If you go to the doctor’s office right now or you get a procedure, generally speaking, you would fill out a consent form so that your doctor could actually share that information with an insurance company, with other physicians…That same level of protection, that same consent, is not provided to you online. Right now, companies can collect, share, and sell that data without your even knowing about it or consenting to it. This bill is basically providing that protection to you; it doesn’t mean that data cannot be collected or shared, but it needs to be transparent that that’s what they’re doing and that they get your consent.
With respect to selling, in the original bill, it was prohibited. But HIPAA does actually allow for selling with valid authorization, so the legal team said to me that we would need to allow it with valid authorization in the bill in order to prevent any kind of constitutional challenge.

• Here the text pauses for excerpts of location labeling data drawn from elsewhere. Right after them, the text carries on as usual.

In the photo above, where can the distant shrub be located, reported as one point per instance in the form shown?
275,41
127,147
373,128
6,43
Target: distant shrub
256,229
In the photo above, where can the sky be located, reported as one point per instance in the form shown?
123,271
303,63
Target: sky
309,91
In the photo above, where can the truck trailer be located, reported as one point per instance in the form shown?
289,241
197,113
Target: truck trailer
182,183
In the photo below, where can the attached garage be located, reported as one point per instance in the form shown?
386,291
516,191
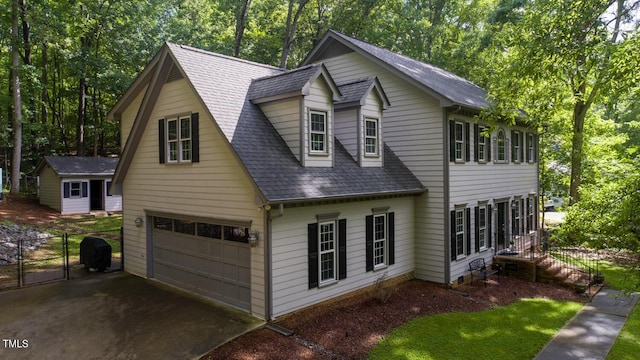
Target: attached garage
210,258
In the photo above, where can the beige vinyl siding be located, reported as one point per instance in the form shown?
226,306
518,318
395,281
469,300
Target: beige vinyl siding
319,99
290,252
346,130
472,182
285,117
129,116
372,109
216,187
50,189
81,205
413,127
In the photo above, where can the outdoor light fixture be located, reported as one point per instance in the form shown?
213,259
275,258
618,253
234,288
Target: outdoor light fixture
253,238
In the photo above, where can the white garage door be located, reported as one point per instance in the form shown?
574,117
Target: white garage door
207,258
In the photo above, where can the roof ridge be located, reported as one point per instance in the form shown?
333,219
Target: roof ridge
287,72
227,57
356,41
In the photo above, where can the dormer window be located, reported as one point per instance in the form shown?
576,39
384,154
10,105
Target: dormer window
371,139
318,132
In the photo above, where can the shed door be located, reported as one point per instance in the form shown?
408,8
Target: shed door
204,258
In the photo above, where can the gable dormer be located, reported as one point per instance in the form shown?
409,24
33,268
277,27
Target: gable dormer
299,104
358,120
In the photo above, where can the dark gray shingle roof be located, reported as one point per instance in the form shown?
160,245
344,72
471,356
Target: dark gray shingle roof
354,91
283,83
450,86
223,84
78,166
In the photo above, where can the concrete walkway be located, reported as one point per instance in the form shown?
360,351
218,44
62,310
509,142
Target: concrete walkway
113,316
594,329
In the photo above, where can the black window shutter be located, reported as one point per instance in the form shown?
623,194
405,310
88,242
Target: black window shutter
467,228
522,147
195,138
162,152
453,235
369,243
487,146
342,249
467,142
523,213
391,227
452,140
477,227
489,232
513,145
476,136
312,234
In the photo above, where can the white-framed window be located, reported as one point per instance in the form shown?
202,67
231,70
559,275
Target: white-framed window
379,240
327,251
531,156
317,132
501,145
460,232
482,226
371,137
482,146
517,216
516,141
75,189
179,134
459,141
531,219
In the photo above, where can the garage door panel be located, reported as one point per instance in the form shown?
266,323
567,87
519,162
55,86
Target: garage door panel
215,268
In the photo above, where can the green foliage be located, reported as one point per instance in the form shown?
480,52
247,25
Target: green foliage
516,331
607,216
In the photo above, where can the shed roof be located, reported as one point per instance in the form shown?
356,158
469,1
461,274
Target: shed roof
80,166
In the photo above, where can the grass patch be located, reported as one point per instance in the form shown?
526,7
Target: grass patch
516,331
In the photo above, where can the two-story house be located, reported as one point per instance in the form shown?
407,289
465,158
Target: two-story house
272,190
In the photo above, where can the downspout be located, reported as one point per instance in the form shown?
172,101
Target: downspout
447,225
268,268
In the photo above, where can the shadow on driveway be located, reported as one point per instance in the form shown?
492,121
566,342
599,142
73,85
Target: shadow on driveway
113,316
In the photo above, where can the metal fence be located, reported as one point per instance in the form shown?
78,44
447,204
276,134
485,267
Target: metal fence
33,261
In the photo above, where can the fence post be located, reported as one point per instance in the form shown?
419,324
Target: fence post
65,241
121,248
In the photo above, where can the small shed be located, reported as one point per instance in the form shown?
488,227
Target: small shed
77,185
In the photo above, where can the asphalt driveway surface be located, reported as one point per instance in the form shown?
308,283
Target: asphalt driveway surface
113,316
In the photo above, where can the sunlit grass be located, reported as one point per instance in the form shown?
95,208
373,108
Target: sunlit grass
516,331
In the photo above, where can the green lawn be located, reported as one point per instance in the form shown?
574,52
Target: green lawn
517,331
627,346
107,227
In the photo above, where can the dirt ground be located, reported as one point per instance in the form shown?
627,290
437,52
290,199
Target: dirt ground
348,328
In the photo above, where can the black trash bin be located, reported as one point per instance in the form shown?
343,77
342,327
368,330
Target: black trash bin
95,253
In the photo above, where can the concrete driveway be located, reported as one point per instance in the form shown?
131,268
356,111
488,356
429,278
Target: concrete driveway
113,316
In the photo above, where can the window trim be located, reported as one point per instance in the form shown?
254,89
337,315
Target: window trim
482,240
516,144
502,145
324,133
179,140
460,234
377,265
375,137
458,142
333,252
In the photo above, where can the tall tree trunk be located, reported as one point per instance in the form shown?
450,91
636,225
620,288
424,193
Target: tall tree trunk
290,32
17,102
241,15
579,113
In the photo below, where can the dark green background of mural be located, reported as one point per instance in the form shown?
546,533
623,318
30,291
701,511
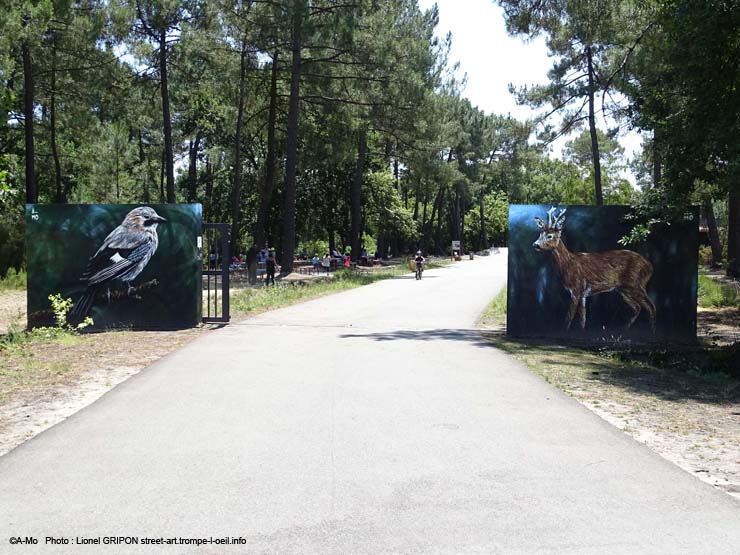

There’s a famous example of Target assuming that a customer was pregnant in part because of her online behavior. Are those kinds of assumptions covered under this bill?
Yes, this is not something that’s completely new to data privacy legislation.
Do you have an estimation of compliance costs for tech companies, advertisers, and data brokers?
I don’t have an understanding of the compliance costs. What I can tell you is that we have talked with experts and technologists as to whether or not this would be difficult to implement and where the difficulties would be.
This has been six months of countless meetings and countless changes—hundreds of hours with the tech industry, businesses, diagnostic companies, biopharmaceutical companies, data broker representatives. Any type of industry that reached out to us, we met with them. We spent hours working on the language in order to address their concerns while still protecting sensitive data and trying to stay true to the intent of the bill. We wanted to double check what companies were telling us by reaching out to experts and technologists—those who are privacy watchers—but also those who work in companies right now.